高いボールを受けようと背伸びするたび、ワンピースのテニスウエアの裾が持ち上がり、低い位置から見ているひかるの目にみさきの真っ白いアンダースコートが飛び込んできて、彼を釘付けにした。
みさきも、ひかるの視線を感じていた。いつもは堂々と振舞っていられるのに、今日はなぜかスカートが翻るたび、下半身が心もとない感じがして、ボールを逸らしがちになっていた。
「おつかれさま、なんだか見とれちゃった」
練習が終わってベンチに腰掛けたみさきに、ひかるがミネラルウォーターのペットボトルを差し出した。

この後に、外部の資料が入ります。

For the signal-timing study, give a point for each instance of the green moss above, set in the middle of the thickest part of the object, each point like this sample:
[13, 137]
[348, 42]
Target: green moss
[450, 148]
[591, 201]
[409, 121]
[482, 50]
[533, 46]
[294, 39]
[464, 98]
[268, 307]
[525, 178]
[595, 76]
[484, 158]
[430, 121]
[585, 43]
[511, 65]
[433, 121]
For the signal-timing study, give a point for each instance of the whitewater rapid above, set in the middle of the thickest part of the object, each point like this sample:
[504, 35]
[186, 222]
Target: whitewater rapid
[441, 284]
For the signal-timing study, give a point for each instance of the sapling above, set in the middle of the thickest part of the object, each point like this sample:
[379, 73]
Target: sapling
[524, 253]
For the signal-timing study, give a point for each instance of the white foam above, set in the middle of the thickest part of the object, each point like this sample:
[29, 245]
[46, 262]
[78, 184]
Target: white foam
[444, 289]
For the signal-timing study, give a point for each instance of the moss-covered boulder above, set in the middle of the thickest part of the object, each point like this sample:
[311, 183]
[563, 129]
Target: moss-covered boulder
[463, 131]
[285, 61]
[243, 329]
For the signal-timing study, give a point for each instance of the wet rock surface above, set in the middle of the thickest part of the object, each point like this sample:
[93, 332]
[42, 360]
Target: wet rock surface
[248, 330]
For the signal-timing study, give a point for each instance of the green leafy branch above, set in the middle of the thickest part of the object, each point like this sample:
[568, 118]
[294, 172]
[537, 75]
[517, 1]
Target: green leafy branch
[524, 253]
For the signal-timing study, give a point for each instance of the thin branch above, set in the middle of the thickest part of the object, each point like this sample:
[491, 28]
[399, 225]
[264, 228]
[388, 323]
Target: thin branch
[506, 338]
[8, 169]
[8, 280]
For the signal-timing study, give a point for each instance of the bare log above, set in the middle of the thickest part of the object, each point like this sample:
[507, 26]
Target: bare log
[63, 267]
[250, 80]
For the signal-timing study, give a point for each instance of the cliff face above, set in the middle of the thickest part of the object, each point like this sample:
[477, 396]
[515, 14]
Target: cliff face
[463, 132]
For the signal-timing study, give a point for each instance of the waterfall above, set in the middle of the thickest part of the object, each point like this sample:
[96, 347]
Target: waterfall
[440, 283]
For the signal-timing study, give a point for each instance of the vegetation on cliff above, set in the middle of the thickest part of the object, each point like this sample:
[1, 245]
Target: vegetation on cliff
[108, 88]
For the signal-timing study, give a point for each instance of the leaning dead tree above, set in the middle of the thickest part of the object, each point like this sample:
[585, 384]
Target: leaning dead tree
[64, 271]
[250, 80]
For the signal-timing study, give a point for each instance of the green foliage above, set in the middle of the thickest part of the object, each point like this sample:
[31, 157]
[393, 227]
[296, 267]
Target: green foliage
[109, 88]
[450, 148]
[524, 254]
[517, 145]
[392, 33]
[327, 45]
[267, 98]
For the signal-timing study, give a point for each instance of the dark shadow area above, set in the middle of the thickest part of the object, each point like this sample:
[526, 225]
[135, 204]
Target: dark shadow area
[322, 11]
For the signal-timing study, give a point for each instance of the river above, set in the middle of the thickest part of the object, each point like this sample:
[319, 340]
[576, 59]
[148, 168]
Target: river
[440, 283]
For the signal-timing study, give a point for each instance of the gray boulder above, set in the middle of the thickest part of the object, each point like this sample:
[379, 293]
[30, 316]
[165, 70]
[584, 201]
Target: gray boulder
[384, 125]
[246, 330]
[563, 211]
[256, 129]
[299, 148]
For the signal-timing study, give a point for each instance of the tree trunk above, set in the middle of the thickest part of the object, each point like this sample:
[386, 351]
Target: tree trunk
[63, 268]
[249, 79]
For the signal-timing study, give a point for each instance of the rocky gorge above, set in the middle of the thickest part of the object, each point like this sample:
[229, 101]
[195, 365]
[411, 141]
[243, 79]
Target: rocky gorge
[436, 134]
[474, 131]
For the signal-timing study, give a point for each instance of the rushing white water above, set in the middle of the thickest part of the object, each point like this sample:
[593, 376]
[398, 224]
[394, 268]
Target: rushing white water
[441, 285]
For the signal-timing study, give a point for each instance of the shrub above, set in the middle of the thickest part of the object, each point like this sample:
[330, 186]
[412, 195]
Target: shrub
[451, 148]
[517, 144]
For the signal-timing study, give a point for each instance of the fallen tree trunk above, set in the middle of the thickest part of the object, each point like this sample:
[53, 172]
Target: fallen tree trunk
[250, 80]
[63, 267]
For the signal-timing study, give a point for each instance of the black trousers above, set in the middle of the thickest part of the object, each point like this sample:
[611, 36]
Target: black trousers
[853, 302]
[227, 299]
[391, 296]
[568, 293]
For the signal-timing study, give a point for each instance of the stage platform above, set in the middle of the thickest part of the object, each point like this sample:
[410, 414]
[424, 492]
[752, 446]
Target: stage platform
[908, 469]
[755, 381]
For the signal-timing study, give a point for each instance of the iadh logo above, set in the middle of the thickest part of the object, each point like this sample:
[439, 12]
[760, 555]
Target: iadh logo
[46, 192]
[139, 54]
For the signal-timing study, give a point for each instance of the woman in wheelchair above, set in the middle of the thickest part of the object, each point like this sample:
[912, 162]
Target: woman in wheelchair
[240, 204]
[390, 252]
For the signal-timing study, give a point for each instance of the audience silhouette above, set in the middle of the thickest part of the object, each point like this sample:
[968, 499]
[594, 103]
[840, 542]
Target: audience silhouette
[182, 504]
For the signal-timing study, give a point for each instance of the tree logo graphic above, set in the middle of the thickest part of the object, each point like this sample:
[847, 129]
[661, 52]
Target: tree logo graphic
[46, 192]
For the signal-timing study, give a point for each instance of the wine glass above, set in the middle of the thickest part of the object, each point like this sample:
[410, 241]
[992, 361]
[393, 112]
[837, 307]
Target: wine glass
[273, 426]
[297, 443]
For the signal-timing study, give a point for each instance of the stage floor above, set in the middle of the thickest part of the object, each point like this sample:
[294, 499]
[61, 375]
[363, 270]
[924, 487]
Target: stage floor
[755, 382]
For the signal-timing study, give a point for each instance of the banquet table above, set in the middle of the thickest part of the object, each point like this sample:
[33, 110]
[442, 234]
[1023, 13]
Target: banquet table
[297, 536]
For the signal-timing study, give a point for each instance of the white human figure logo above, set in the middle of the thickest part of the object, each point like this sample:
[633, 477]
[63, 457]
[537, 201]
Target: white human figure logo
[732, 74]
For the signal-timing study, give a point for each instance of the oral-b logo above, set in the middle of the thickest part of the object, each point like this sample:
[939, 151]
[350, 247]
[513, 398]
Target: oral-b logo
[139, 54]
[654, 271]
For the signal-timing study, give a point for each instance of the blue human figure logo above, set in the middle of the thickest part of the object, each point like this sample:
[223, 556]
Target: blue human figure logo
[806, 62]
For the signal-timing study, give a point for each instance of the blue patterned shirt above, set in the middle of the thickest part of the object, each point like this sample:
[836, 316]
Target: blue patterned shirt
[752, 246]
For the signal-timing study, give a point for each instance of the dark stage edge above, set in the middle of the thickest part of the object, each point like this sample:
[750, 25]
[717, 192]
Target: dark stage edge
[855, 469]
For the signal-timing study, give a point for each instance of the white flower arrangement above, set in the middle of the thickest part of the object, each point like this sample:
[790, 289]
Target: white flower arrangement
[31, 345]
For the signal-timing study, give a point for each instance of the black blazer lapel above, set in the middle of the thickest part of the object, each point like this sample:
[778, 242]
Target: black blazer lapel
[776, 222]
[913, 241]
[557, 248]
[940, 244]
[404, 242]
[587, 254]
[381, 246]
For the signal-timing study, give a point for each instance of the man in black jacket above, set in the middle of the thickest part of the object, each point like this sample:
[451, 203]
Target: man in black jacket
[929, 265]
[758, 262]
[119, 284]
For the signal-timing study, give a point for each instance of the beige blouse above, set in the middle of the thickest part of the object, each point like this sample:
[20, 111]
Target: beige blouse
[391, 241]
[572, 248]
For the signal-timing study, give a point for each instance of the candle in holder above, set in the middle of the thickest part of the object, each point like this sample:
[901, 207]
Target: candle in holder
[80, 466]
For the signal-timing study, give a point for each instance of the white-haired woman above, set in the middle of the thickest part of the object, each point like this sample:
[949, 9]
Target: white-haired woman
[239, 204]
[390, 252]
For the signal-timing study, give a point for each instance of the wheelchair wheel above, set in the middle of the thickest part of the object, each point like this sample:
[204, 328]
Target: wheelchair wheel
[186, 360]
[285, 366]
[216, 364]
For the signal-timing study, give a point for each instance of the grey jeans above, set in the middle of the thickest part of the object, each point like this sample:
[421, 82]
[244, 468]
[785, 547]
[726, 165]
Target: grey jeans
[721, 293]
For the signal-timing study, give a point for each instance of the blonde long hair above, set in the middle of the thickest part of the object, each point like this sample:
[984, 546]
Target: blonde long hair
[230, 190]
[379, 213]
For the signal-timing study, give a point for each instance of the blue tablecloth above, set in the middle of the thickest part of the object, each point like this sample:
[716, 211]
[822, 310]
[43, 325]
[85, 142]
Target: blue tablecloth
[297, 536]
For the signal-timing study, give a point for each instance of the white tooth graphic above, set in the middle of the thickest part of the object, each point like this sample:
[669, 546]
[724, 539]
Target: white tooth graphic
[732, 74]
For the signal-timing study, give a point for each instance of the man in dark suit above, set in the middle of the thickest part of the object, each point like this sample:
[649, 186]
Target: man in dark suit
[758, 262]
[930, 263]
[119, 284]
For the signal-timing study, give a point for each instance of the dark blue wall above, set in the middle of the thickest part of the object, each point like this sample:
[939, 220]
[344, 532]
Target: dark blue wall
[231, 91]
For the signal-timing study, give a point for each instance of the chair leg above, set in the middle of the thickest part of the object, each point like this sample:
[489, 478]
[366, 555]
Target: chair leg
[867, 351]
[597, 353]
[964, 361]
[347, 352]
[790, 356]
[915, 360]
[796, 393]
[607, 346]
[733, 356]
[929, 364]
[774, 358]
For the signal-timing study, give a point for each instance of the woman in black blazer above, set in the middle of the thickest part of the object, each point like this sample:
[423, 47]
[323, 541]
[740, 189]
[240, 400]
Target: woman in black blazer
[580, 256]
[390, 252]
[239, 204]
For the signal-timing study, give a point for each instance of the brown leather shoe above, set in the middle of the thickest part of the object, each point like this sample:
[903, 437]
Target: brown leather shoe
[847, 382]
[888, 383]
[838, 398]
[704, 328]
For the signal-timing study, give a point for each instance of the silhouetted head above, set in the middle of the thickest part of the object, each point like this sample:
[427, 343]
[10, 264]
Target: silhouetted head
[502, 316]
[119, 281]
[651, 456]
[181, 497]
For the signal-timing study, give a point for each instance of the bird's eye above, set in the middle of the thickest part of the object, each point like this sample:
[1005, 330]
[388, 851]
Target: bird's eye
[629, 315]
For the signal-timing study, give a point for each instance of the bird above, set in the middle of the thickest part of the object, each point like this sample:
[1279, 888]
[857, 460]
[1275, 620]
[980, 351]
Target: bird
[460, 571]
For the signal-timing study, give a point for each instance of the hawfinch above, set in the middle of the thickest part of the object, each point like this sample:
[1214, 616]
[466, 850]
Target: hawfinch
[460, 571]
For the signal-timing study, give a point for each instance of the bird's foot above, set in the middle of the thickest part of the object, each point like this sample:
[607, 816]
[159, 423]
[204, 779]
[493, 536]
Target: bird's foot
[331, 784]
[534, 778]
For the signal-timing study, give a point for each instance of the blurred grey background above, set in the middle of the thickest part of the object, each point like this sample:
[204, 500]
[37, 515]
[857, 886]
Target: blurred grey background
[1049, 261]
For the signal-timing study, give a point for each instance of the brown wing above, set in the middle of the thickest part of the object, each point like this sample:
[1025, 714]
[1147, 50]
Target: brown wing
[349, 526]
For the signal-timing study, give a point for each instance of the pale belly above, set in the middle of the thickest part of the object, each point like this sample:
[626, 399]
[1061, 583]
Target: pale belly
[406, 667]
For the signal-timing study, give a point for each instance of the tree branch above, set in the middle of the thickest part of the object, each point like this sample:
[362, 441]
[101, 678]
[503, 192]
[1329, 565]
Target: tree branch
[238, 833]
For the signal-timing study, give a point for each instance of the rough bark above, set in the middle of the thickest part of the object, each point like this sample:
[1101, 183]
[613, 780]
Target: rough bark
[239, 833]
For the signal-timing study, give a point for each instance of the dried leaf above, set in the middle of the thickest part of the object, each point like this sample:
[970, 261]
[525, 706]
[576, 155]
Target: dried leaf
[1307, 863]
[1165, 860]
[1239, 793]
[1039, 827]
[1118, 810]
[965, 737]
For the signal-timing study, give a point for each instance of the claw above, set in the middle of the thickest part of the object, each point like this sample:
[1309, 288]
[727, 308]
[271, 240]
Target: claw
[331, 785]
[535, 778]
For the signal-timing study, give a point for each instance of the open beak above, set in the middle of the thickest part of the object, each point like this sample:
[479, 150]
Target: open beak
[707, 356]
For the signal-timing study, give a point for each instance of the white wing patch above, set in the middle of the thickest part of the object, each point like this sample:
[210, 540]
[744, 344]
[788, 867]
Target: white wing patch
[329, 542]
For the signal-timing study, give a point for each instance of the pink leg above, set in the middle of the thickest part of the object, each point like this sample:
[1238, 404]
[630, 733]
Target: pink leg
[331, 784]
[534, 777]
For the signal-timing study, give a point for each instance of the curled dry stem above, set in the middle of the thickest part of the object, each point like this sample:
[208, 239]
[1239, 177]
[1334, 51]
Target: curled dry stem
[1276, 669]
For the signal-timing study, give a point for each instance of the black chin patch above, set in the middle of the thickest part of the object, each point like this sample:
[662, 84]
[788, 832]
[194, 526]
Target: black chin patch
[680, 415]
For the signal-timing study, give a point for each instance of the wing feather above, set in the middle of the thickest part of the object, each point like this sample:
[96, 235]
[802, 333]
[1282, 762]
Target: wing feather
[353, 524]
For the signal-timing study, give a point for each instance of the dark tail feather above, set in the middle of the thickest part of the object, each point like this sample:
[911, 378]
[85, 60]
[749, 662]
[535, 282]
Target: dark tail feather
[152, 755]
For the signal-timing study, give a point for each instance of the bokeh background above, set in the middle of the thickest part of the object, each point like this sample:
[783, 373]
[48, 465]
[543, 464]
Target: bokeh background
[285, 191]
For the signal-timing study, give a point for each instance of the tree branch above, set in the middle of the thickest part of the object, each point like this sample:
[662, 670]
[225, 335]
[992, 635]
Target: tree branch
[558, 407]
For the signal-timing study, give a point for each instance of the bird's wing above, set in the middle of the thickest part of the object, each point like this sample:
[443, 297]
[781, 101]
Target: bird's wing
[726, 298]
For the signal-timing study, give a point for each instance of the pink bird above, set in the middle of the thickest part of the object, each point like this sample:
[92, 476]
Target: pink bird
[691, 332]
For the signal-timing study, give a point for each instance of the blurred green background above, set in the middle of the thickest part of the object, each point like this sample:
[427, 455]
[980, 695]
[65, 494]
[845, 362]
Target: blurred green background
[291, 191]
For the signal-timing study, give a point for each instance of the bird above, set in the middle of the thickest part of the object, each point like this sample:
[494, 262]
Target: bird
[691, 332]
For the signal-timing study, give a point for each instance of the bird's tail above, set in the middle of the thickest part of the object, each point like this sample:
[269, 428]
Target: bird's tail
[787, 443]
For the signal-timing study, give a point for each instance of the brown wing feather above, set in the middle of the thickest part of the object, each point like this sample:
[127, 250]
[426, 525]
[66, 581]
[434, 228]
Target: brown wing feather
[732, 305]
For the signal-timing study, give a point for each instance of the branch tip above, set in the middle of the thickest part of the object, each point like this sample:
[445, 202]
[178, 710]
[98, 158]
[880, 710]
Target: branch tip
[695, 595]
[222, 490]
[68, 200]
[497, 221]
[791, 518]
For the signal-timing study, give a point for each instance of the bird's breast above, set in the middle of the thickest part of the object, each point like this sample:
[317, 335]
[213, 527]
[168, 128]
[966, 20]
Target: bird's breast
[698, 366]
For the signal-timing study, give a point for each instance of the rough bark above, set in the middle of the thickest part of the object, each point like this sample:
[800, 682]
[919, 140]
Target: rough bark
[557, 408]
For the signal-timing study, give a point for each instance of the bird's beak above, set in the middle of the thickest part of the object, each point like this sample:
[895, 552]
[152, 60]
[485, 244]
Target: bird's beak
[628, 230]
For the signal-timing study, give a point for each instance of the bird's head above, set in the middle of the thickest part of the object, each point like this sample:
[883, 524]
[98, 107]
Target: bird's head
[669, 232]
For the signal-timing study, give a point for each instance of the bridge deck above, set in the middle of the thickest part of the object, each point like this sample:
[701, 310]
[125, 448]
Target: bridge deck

「ありがと、なんだか今日は調子がわるいみたい・・・。ああ、のど渇いちゃった」
みさきは、ミネラルウオーターを一口飲むと、ラケットをしまうためペットボトルをひざの間に挟んだ。だが、ふとしたはずみでそれが自分のほうに倒してしまった。
幅のある平らなベンチにあふれだしたペットボトルの水は、その上を容赦なく広がり、みさきのアンダースコートやショーツをあっという間に濡らしていった。
「あ・・・」
みさきは声にならない声を上げた。自分のおしりに広がった冷たい感覚が、みさきの記憶の糸をたぐるように彼女の心を激しくたたいた。
「みさき、大丈夫?」
ひかるが声をかけると、みさきは急に動揺して目を伏せた。そして顔を上げたとき、彼女は目にうっすらと涙を浮かべていた。
「みさき・・・」
何が起こったのか分からず、ひかるが驚いて声をかけると、
「ごめんなさい・・・」
みさきはそう言い残して、更衣室へと走り去っていった。